- Specialty: Neurology, obstetrics

= Chorea gravidarum =

Chorea gravidarum is a rare type of chorea which presents with involuntary abnormal movement, characterized by abrupt, brief, nonrhythmic, nonrepetitive movement of any limb, often associated with nonpatterned facial grimaces. It is a complication of pregnancy which can be associated with eclampsia and its effects upon the basal ganglia. It is not a causal or pathologically distinct entity but a generic term for chorea of any cause starting during pregnancy. It is associated with history of Sydenham's chorea. It mostly occurs in young patients; the average age is 22 years.

Recently there has been a decline in incidence which is probably the result of a decline in rheumatic fever (RF), which was a major cause of chorea gravidarum before the use of antibiotics for streptococcal pharyngitis.

==Pathophysiology==
Several pathogenetic mechanisms for chorea gravidarum have been offered, but none have been proven.
History of either rheumatic fever or chorea is suspected: the suggestion is that estrogens and progesterone may sensitize dopamine receptors (presumably at a striatal level) and induce chorea in individuals who are vulnerable to this complication by virtue of preexisting pathology in the basal ganglia.
The relation to rheumatic fever was strengthened by many studies that showed that women with normal pregnancies before rheumatic fever developed chorea in subsequent pregnancies. At least 35% of patients have a definite history of acute rheumatic fever and Sydenham chorea; 4% of those with chorea gravidarum had acute rheumatic fever.

It has been suggested that use of oral contraceptives is an infrequent cause of chorea.

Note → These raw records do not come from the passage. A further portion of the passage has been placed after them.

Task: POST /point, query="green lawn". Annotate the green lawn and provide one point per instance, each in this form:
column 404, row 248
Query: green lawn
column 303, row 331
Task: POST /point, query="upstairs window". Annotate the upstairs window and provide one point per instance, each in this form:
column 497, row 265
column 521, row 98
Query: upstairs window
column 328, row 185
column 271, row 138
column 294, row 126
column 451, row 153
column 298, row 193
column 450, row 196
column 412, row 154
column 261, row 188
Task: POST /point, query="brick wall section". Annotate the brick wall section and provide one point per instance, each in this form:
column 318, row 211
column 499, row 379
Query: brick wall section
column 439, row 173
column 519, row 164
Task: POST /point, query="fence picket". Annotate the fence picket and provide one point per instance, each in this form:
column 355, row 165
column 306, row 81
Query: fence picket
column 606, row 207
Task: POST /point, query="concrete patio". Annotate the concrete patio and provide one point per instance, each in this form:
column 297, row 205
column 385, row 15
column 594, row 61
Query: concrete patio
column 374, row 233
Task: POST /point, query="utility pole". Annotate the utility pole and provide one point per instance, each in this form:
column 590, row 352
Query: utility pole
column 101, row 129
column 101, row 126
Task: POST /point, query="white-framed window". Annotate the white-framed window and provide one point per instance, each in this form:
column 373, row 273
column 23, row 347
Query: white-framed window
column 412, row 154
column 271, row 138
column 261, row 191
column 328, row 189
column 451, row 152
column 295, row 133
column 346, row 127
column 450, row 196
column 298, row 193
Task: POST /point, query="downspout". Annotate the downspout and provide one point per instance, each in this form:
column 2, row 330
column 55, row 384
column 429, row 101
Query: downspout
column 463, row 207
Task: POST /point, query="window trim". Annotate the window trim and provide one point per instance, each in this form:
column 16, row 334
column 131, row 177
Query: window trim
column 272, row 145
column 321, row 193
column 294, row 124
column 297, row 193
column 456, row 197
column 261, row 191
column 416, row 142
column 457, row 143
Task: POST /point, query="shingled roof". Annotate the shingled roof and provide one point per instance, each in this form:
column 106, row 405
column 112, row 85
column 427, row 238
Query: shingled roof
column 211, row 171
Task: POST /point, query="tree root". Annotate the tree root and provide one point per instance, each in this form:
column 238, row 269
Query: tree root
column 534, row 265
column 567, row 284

A patient developed this chorea with no definite evidence of previous Sydenham's chorea or recent streptococcal infections, but had anti-basal ganglia antibodies, suggesting immunological basis for the pathophysiology of this chorea.

==Diagnosis==
===Differential diagnoses===

- Pelizaeus–Merzbacher disease
- Pantothenate kinase-associated neurodegeneration
- Ramsay Hunt syndrome
- Huntington's disease
- Striatonigral degeneration
- Lesch–Nyhan syndrome
- Systemic lupus erythematosus
- Lyme disease
- Torticollis
- Multiple system atrophy
- Tourette syndrome and other tic disorders
- Neuroacanthocytosis
- Viral encephalitis
- Neuronal ceroid lipofuscinosis
- Wilson's disease
- Olivopontocerebellar atrophy
- Familial paroxysmal choreoathetosis
- Benign hereditary chorea

Chorea can also be a manifestation of drug toxicity (for example, anticonvulsants, antiparkinson agents, neuroleptics, steroids, and estrogen), or a result of an infectious disease such as meningovascular syphilis, Lyme disease, viral encephalitis, and many others.

==Treatment==
Drug treatment is indicated for patients with severe disabling chorea. It is treated with haloperidol, chlorpromazine alone or in combination with diazepam, and also pimozide, which is another neuroleptic drug which may have fewer adverse effects than haloperidol. Valproic acid, chloral hydrate, risperidone, or phenobarbital can also be used.